# TRANSFORMING DATA TO BETTER FIT ASSUMPTIONS

# Based on our last lab time, did our copter designs differ in their fit to a normal distribution? If 
# so, this can get awkward. One option is to transform data (e.g., logX, or sqrtX), but you cannot
# transform one set (e.g. log10(Time) for Design 4) while leaving another untransformed. 
# Otherwise, you will be comparing very different values (e.g., 10 vs. log10(10) = 1) and find a 
# significant difference for designs merely because you converted some. 

# IMPORTANT: If you transform a variable, you have to do so for all groups to be compared.
# ALSO: Be very careful with back-transforming data to report means, etc. The log of a mean is
# not the same as the mean of a log. 

# But transforms can make distributions normal and variances among sets homogeneous.  
# Or nearly so. And so transormations are common in parametric statistics ??? you may already
# have seen papers reporting log or square-root versions of data. A second option is to use more
# advanced methods (we get those in a few weeks). 
# Meanwhile, try this to get used to the idea:

# import the copter data again, from
# http://jenkins.cos.ucf.edu/wordpress/wp-content/uploads/copter-data-F16.csv
# Here we assume you called it "data"

# Use dplyr to select a design ??? you choose which one.
# Plot a histogram of Time for that design
# Now compute two transformations of that same data, like this (same as in excel, etc.)

logTime <- log10(Time) # notice that we specify log base-10. Plain old "log" is the natural log.
srTime <- sqrt(Time) # square root transformation of the data

# now make boxplots of those data and compare to the original: More normal?
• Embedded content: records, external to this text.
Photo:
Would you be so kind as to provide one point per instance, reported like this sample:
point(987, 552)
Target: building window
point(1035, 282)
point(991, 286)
Worse?

# Now look at the skewness plots in the Introduction here: 
# http://en.wikipedia.org/wiki/Skewness

# Do some of our copter data look like these? If so, you can fix it with transformations.
# This is similar to using different measures (e.g., meters vs. feet) for the same object. 
# If you think about it that way, transformations are no big deal ??? 

# Here are some guidelines, where we name the new variable newX for any original variable X:
# If your data have					      		Then use this transformation	
# Moderately positive skewness				Square-Root - e.g., newX = sqrt(X)
# Substantially positive skewness			Logarithmic - e.g., newX = log10(X)
# Substantially positive skewness 		Logarithmic - e.g., newX = log10(X+C), 
#   (with zero values)								  where C is a constant, often 1
# Moderately negative skewness				Square-Root - e.g., newX = sqrt(K-X)
#													              where K is a constant, often max(X)+1
# Substantially negative skewness			Logarithmic - newX = log10(K-X)
#													              where K is a constant, often max(X)+1

# Let's calculate some transforms. Compute a log10 and a square-root transformation of Time for # our copter data.

lg <- log10(Time)
sr <- sqrt(Time)

# Both of these variables appear in the Environment window (upper right), but are not yet
# combined with our data. That means our subset command won't work on them yet.

# Combine these transformations with your data file by using cbind to "bind columns":

data <- cbind(data,lg,sr)

# Now repeat histograms, and then run normality and homoscedasticity tests (like you did in the
# last lab) to evaluate plain Time vs. log-transformed Time vs. square-root-transformed Time.

# Did a log- or square-root-transform help make data fit better to our assumptions?
# If so, then you can expect to use that transformation in subsequent analyses.

#You might already imagine this iterative process for each variable in a large study can be
# tedious. That's why more sophisticated analyses that permit other distributions (e.g., negative
# binomial) and relax assumptions of normality and homoscedasticity are verrrrrry convenient,
# much more robust, and often better detect effects you study. But those will come later.